Tallandier (p. 250-253).


CHAPITRE XXII


Le mariage ne se célébra que quatre mois plus tard, lorsque Alexis eut surmonté la terrible faiblesse physique à laquelle jusque-là il n’avait pas voulu résister. En même temps, il s’était instruit au point de vue religieux, il avait reçu le baptême et fait sa première communion avant son mariage. Celui-ci eut lieu à la villa Lætitia. Ce fut une cérémonie simple et émouvante que celle qui unissait cette jeune fille dans tout l’éclat de sa beauté blonde à l’infirme cloué pour toujours sur sa chaise longue. On essaya bien d’insinuer que la grosse fortune d’Alexis était le seul mobile qui dirigeait Suzanne, mais ces racontars ne tinrent pas lorsqu’on apprit que le fils de Prosper Louviers s’était débarrassé de la plus grande partie de ses biens au profit de nombreuses oeuvres, et que les jeunes époux, quittant la luxueuse villa, iraient vivre avec Mme Mariey et ses fils dans une confortable mais simple maison déjà louée dans le quartier de Montreuil, et où la jeune femme et sa mère assumeraient la plus grande partie du service, tandis que Louis et Lucien continueraient leur métier, l’un de serrurier, l’autre d’ébéniste, pour s’établir plus tard à l’aide des économies réalisées par leur mère au prix de maints sacrifices.

Tous les Mollens étaient là, sauf Henry. Marié depuis un mois, il venait d’être envoyé dans une petite garnison du centre, fort peu recherchée. Que peut, en effet, espérer un gouvernement d’un officier noté de cette façon : « Clérical militant, intelligence supérieure, très dangereux par l’influence exercée sur le soldat qu’il feint de traiter avec bonté et intérêt. À expédier immédiatement dans une garnison « choisie ».
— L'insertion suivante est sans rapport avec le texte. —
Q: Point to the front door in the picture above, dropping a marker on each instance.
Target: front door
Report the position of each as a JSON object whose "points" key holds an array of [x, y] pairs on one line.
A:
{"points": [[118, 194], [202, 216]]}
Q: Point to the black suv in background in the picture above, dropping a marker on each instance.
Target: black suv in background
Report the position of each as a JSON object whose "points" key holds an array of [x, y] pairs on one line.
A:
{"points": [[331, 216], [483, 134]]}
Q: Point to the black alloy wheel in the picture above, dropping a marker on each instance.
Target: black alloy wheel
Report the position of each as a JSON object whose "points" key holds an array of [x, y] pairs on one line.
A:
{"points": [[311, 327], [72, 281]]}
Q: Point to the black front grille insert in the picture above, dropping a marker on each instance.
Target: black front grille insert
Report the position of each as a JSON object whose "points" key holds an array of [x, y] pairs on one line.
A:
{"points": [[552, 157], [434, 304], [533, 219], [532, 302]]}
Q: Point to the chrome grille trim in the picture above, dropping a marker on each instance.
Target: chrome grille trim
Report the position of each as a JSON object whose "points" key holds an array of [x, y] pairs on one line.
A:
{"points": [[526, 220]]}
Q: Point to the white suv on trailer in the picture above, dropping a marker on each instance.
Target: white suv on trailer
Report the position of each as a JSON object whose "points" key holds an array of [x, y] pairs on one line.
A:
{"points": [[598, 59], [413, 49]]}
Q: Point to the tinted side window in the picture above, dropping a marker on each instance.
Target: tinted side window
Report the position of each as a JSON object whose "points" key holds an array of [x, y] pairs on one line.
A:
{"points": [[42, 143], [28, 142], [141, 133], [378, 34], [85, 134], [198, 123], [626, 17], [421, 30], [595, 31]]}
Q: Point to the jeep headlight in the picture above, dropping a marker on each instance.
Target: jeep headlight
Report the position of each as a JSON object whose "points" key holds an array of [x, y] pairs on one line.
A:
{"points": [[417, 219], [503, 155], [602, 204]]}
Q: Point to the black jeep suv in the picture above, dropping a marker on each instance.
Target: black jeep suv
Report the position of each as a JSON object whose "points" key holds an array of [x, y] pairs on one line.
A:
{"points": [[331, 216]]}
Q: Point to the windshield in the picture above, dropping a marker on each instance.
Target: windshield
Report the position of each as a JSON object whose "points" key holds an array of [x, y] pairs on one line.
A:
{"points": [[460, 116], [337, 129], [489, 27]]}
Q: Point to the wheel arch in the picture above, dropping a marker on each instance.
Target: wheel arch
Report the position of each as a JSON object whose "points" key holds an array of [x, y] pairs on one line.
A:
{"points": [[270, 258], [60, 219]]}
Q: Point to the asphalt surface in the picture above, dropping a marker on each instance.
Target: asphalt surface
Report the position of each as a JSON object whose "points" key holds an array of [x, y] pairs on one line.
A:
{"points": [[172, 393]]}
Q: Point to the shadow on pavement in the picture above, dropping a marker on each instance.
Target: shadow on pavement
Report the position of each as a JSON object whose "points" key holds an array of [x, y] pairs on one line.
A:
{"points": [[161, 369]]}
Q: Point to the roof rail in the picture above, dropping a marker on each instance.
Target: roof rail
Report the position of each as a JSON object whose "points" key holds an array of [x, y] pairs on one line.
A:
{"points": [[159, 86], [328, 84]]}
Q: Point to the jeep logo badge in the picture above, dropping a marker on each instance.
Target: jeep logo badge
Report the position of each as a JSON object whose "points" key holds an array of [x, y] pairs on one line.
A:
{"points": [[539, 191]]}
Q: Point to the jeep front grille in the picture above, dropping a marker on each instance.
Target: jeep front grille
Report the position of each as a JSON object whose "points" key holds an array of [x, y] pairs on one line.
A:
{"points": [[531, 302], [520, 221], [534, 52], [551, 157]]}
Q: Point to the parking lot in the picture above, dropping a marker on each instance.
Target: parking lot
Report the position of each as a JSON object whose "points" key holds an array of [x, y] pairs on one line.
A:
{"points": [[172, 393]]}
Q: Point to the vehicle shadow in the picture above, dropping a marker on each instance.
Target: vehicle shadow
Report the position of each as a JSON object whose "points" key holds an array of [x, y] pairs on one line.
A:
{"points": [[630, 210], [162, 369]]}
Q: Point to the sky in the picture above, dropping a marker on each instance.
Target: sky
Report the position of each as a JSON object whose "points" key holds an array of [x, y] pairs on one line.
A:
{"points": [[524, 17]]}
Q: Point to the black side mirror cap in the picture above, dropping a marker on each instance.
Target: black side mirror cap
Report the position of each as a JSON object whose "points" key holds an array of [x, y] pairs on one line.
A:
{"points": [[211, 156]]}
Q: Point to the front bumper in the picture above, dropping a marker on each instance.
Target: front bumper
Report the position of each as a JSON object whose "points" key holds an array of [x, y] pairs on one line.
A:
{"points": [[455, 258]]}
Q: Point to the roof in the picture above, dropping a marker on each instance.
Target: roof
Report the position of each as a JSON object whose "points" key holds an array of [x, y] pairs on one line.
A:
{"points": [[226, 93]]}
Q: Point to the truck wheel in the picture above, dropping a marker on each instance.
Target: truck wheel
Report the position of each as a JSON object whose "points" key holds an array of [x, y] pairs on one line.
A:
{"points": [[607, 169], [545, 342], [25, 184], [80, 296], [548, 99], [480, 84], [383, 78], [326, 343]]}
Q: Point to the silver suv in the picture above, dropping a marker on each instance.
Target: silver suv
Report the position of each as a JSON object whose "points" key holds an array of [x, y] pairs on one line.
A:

Mais, à peine établi depuis une quinzaine de jours dans son « trou », le lieutenant écrivait déjà à son père : « J’ai pu apprécier dès maintenant, et une fois de plus, cher père, la vérité de cette parole qui a été la règle de votre vie : « Il y a du bien à faire partout : le terrain le plus ingrat est susceptible de s’améliorer… » Entre mes devoirs d’époux et ceux d’officier, je puis, aidé de mes principes chrétiens, mener ici une vie utile et heureuse. Les sectaires nous mettent des entraves, à nous de les briser par notre hauteur d’âme et notre invariable attachement aux causes sacrées de la religion et de la patrie. »

Mlle Césarine était venue aussi assister au mariage de cette petite Suzanne qu’elle avait autrefois si souvent bercée. Elle était bien vieille, bien cassée, l’excellente demoiselle, mais son cœur était meilleur que jamais, et son pauvre logement abritait toujours des protégés.

Après la cérémonie, tandis que les quelques invités, parmi lesquels se trouvait Mme de Revals, entouraient Micheline, charmante dans la robe de soie noire offerte par Alexis, Suzanne vint s’asseoir près de son mari. Il lui prit la main et l’enveloppa d’un regard de tendresse émue où passait un peu d’inquiétude.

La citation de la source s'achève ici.